Published online Oct 31, 2011. doi:  10.5051/jpis.2011.41.5.227
PMCID: PMC3213233
Response of osteoblast-like cells cultured on zirconia to bone morphogenetic protein-2
Seung-Hee Han,1 Kyoung-Hwa Kim,1 Jung-Seok Han,2 Ki-Tae Koo,1 Tae-Il Kim,1 Yang-Jo Seol,1 Yong-Moo Lee,1 Young Ku,1 In-Chul Rhyucorresponding author1
1Department of Periodontology, Seoul National University School of Dentistry, Seoul, Korea.
2Department of Prosthodontics, Seoul National University School of Dentistry, Seoul, Korea.
corresponding authorCorresponding author.

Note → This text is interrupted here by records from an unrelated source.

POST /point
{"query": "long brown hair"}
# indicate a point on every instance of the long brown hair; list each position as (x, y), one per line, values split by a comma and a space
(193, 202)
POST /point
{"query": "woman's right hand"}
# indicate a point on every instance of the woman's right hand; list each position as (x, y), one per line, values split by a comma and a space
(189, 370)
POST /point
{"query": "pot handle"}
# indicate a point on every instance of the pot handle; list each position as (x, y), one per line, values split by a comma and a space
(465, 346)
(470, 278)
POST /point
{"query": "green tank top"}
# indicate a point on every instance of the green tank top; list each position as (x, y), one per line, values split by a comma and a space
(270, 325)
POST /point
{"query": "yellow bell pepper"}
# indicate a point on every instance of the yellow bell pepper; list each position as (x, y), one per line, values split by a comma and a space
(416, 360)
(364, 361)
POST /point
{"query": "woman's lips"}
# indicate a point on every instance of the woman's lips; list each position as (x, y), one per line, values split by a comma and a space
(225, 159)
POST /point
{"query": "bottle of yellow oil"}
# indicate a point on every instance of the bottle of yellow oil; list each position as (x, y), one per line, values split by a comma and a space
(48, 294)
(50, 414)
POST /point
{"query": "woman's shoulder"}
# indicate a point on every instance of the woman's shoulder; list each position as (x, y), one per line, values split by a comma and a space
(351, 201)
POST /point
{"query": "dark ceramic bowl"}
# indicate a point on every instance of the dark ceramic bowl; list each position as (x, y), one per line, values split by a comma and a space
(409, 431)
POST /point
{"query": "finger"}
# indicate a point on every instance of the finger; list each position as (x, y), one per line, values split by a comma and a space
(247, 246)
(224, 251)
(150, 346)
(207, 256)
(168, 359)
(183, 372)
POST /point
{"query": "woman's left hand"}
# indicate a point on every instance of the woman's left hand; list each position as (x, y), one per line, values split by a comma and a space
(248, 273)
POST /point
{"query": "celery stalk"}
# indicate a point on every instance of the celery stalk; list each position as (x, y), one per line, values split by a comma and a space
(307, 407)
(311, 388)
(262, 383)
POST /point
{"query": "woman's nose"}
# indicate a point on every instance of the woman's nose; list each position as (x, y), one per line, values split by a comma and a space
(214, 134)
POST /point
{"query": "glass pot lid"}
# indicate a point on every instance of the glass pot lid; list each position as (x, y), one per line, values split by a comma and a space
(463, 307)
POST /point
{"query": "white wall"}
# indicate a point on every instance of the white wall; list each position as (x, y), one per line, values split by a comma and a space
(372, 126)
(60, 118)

Correspondence: In-Chul Rhyu. Department of Periodontology, Seoul National University School of Dentistry, 28 Yeongeon-dong, Jongno-gu, Seoul 110-749, Korea. icrhyu/at/snu.ac.kr, Tel: +82-2-2072-2640, Fax: +82-2-744-0051
Received July 2, 2011; Accepted August 28, 2011.
Purpose
The aim of this study was to compare osteoblast behavior on zirconia and titanium under conditions cultured with bone morphogenetic protein-2.
Methods
MC3T3-E1 cells were cultured on sandblasted zirconia and sandblasted/etched titanium discs. At 24 hours after seeding MC3T3-E1, the demineralized bone matrix (DBM) gel alone and the DBM gel with bone morphogenetic protein-2 (BMP-2) were added to the culture medium. The surface topography was examined by confocal laser scanning microscopy. Cellular proliferation was measured at 1, 4, and 7 days after gel loading. Alkaline phosphatase activity was measured at 7 days after gel loading. The mRNA expression of ALPase, bone sialoprotein, type I collagen, runt-related transcription factor 2 (Runx-2), osteocalcin, and osterix were evaluated by real-time polymerase chain reaction at 4 days and 7 days.
Results
At 1, 4, and 7 days after loading the DBM gel alone and the DBM gel with BMP-2, cellular proliferation on the zirconia and titanium discs was similar and that of the groups cultured with the DBM gel alone and the DBM gel with BMP-2 was not significantly different, except for titanium with BMP-2 gel. ALPase activity was higher in the cells cultured with BMP-2 than in the other groups, but there was no difference between the zirconia and titanium. In ALPase, bone sialoprotein, osteocalcin, Runx-2 and osterix gene expression, that of cells on zirconia or titanium with BMP-2 gel was much more highly increased than titanium without gel at day 7. The gene expression level of cells cultured on zirconia with BMP-2 was higher than that on titanium with BMP-2 at day 7.
Conclusions
The data in this study demonstrate that the osteoblastic cell attachment and proliferation of zirconia were comparable to those of titanium. With the stimulation of BMP-2, zirconia has a more pronounced effect on the proliferation and differentiation of the osteoblastic cells compared with titanium.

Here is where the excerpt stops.